By Tmothy B. Lee | Ars Technica | Sept. 4, 2012
Users who participate in BitTorrent swarms for popular files are likely to have their IP addresses logged by monitoring companies within three hours. That's the conclusion of a paper being presented this week at the SecureComm conference in Italy by Tom Chothia and colleagues at the University of Birmingham.
To arrive at this conclusion, the researchers observed "1,033 swarms across 421 trackers for 36 days over 2 years." They reported that "monitoring is prevalent for popular content (i.e., the most popular torrents on The Pirate Bay) but absent for less popular content."
Users who think they can evade detection just by using common blocklists are probably fooling themselves. "Publicly available blocklists, used by privacy-conscious BitTorrent users to prevent contact with monitors, contain large incidences of false positives and false negatives," the Birmingham team concludes.
The BitTorrent protocol relies on servers called trackers to help clients find others interested in swapping pieces of the same file (the total collection of people exchanging the same file with each other is called the "swarm"). When a client joins a swarm, it announces itself to the tracker, which provides a list of other peers on the network. This systems produces two basic ways to monitor a BitTorrent network. With indirect monitoring, peers simply join the network in order to get the tracker to provide a list of the IP address of other network users, but then take no further action. Direct monitoring, on the other hand, involves going a step further and communicating with other peers.
Indirect monitoring provides only weak evidence that peers have engaged in copyright infringement, since clients can join a network without actually swapping files. Direct monitoring can provide more conclusive evidence of infringement, since it allows the monitors to see how much of the file each client claims to have downloaded and—in principle, at least—actually exchange copies of an infringing file with others on the network.
Chothia and his colleagues used several criteria to distinguish between ordinary BitTorrent clients and those that appear to have joined the network only to observe the activities of other peers. First, subnets belonging to monitoring firms tend to have a large fraction of the IP addresses connected to BitTorrent networks, they tend to stay connected to the network for long periods of time, and each IP address tends to connect to many different swarms. Few ordinary users use the BitTorrent network so intensively. These characteristics can all be determined merely by requesting lists of active clients from BitTorrent trackers.
More conclusive evidence can be found by interacting directly with other clients on the network. BitTorrent clients swap files in small pieces called blocks, and they must announce which blocks they have and which they still need in order to facilitate the swapping process. They do this by announcing a bitfield, in which each bit indicates whether the client has obtained a specific block. If a peer is actually trying to download a file, the client should report that it has more and more blocks over time, and it should never report not having a block after previously reporting having it.
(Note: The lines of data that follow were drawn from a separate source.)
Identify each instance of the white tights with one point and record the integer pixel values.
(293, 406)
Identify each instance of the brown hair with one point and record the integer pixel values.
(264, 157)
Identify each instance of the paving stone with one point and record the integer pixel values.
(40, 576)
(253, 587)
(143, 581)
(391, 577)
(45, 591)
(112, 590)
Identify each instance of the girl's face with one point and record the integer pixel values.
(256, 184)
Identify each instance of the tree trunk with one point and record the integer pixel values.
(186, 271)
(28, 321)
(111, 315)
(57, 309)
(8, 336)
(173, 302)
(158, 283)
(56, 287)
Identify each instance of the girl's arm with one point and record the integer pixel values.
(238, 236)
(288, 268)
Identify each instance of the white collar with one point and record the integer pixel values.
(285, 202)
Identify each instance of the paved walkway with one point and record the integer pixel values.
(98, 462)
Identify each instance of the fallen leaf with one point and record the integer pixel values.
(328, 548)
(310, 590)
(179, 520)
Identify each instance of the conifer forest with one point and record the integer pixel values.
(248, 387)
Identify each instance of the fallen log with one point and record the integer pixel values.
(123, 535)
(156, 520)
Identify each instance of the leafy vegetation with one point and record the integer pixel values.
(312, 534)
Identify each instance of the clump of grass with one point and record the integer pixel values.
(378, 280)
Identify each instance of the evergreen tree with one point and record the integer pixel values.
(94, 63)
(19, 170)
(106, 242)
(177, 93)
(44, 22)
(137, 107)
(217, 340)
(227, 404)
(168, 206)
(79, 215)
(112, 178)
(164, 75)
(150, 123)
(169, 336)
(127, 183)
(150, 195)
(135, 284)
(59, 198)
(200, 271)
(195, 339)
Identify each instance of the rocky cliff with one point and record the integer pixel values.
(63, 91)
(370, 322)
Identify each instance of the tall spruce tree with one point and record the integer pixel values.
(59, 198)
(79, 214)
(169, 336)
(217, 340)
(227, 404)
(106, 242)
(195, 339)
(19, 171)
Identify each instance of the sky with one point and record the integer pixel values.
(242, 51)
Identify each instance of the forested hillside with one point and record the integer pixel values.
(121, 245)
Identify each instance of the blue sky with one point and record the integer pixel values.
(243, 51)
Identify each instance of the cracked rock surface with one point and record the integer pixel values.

But the researchers found that not all peers behave this way.
"Although the majority of peers reported steady progression towards completing the download, peers in 20 small subnets always reported completions of between 45 percent and 55 percent," the paper reports. "For these IP addresses, further inspection of the bitﬁelds showed no consistency: they appeared to be generated randomly, rather than reflecting a progressively completing download."
The researchers note that this behavior "was not observed in any of the swarms sharing public domain content; the most likely explanation is that these were monitors."
Using these methods, the researchers compiled a list of IP addresses they suspected of being used for monitoring, then compared them with known information about who is observing the BitTorrent network. In some cases, the IP addresses correspond to firms that have publicly acknowledged that they engage in BitTorrent monitoring. In other cases, the IP addresses belong to firms that are engaged in IP enforcement efforts but have not publicly acknowledged running monitoring software. (The researchers report that one firm publicly acknowledged that it operated monitoring software after the firm's IP addresses had come up in the team's research.) Still other subnets belonged to hosting companies; the researchers speculate these are being leased by copyright enforcement firms.
The researchers also compared the subnets identified in their research with blocklists used by BitTorrent users to prevent their clients from communicating with IP addresses suspected of belonging to monitoring companies. While there was significant overlap between the blocklists and the researchers' own findings, they found both false positives and false negatives. That means that using currently available blocklists cannot protect BitTorrent users from detection, and potential legal problems, for sharing infringing files on BitTorrent.
The research is likely to set off a new round in the perpetual arms race between file-sharers and copyright enforcers. Users will presumably take advantage of the new monitor-detection techniques identified by Chothia et al to produce more accurate blocklists. Monitoring firms may respond by tweaking their monitoring clients to behave more like real clients, and by more frequently changing the subnets they use for monitoring.
In principle, a monitoring client could perfectly emulate the behavior of an ordinary client, completely foiling detection efforts. But to fully emulate the behavior of ordinary clients, monitoring companies would need to avoid making an implausibly large number of connections to the BitTorrent network from any specific subnet. To do that, they would likely need to lease a large number of servers and IP address blocks, which could be cost prohibitive. Given that these firms don't have infinite resources, the arms race between infringing users and enforcement firms isn't likely to stop any time soon.